While tariff concerns were on hold — at least for now — a rainbow of colors at the Jacob K. Javits Convention Center was impossible to ignore. Shades of neon, sequin garments, bold patterns and splashes of tinted animal prints filled the Manhattan convention center for the Fame and Moda trade shows, which ran Sunday through Tuesday.
“Muted is over,” Paul DiGiovanni told WWD. “Everything is about bright colors.”
DiGiovanni, retail director and buyer for the West Palm Beach boutique and spa Anushka, was in town for the shows, which run several times a year as part of the New York Women’s Market under parent company Informa Markets.
But he wasn’t the only one looking for colorful frocks. Moda, with 270 brands displaying modern, edgy fashions — many taking up larger spaces — was the biggest ever, according to Sara Vaughn, director of public relations for Informa. Attendance at Fame, which featured trend-driven looks for Millennial and Gen Z shoppers, was also up double digits compared with last September’s show, with about 100 brands.
And nearly every booth at the shows, which ran concurrently along with the Coterie and Sole Commerce shows, had splashes of neon.
“People want bright colors right now because politics are so dark,” said Katherine Way, founder of her namesake brand. Her spring collection is full of eye-catching power dresses in hues of neon pink and Kelly green.
While 100 percent of products from Way’s Jacksonville, Fla., company are made in the U.S., other retailers are stressing about the continued trade tensions between the U.S. and China.

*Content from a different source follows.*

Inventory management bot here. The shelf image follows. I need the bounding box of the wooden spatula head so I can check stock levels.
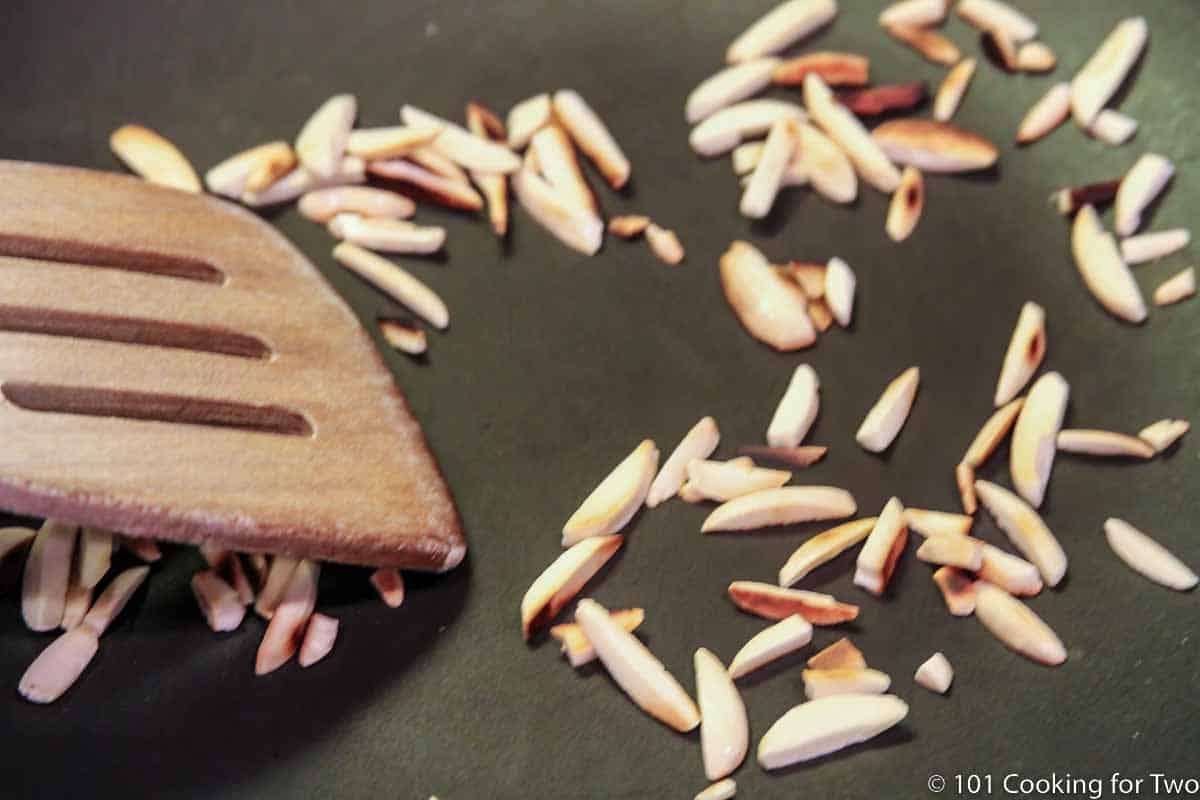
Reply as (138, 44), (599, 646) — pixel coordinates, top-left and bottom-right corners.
(0, 161), (466, 570)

U.S. and Chinese officials are set to resume tariff talks next month in Washington, D.C.
Meanwhile, companies like Margulies,’ which has a U.S. warehouse, are looking to move production out of China. Others, like Los Angeles-based apparel manufacturer Le Lis, said the company might consider making more clothes domestically, according to trade show coordinator Brandon Kim.
Either way, one thing retailers can control is what looks will be in stores next season — to an extent.

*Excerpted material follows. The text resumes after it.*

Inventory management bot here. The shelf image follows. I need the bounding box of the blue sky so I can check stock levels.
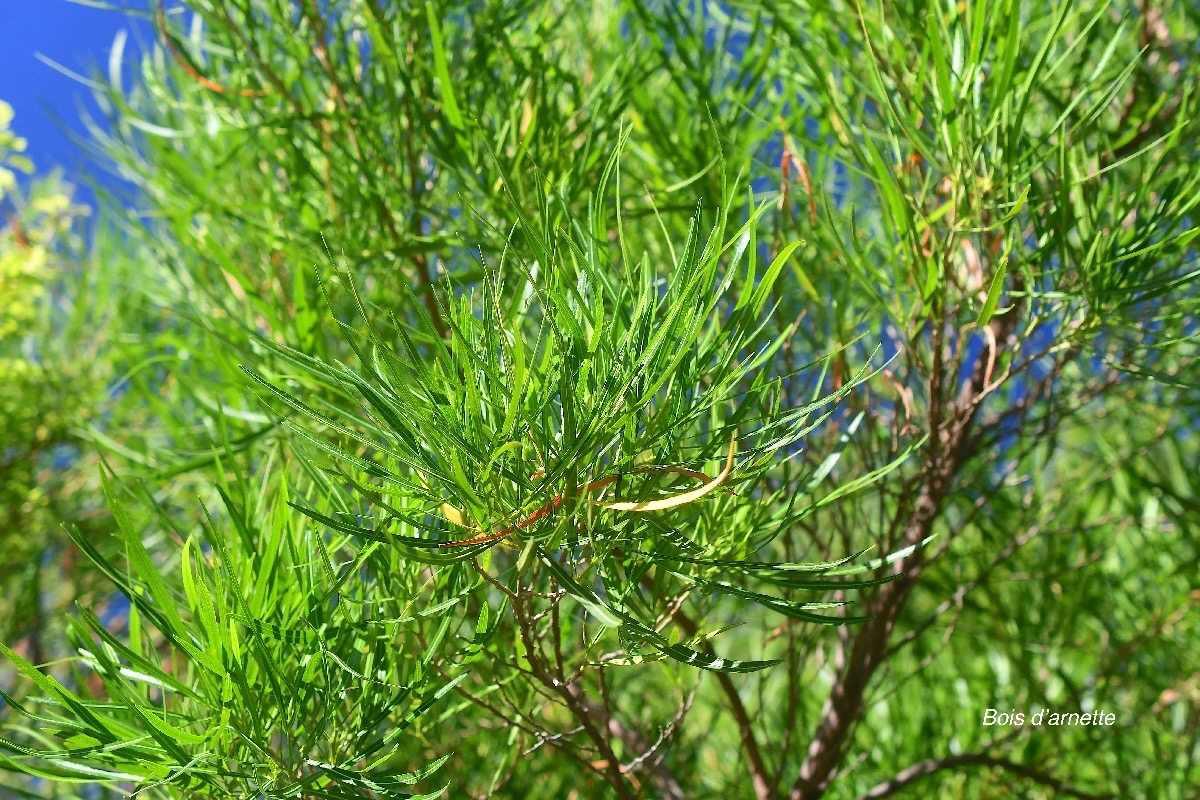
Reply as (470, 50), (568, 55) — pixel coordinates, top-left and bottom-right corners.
(0, 0), (151, 201)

“At the end of the day, the consumer decides,” said Natashka Manthen, director of sales for Michigan-based apparel company America and Beyond. “We try to drive trends, but they drive sales.”

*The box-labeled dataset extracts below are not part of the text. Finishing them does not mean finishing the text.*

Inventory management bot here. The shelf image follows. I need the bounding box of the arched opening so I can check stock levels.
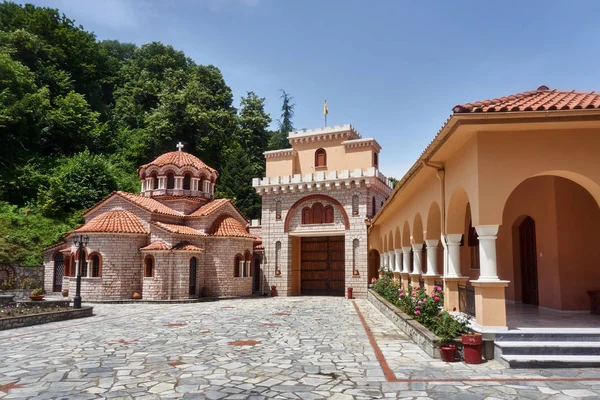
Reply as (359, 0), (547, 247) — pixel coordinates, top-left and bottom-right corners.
(368, 249), (380, 282)
(167, 172), (175, 189)
(315, 149), (327, 168)
(90, 253), (102, 278)
(189, 257), (198, 296)
(144, 256), (154, 278)
(312, 202), (323, 224)
(183, 173), (192, 190)
(496, 175), (600, 314)
(52, 253), (65, 292)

“People are color crazy around the country,” Margulies added.
But the presence of neon doesn’t signal a return of the Eighties. In fact, the running theme seemed to be a mix of Eighties colors cut with Seventies silhouettes, like bell bottoms, floppy hats, deep V-neck tops and neon-tinted tie-dyes.
Manthen, who was showing at Fame, pointed out a clutch covered in neon sequins and the letters “LOL.” The color scheme, she explained, was inspired by an old wind suit in her closet from the Eighties.
“I don’t know if people are ready for the Eighties to come back yet,” Manthen said. “They want the colors back, but I don’t think they want the style.”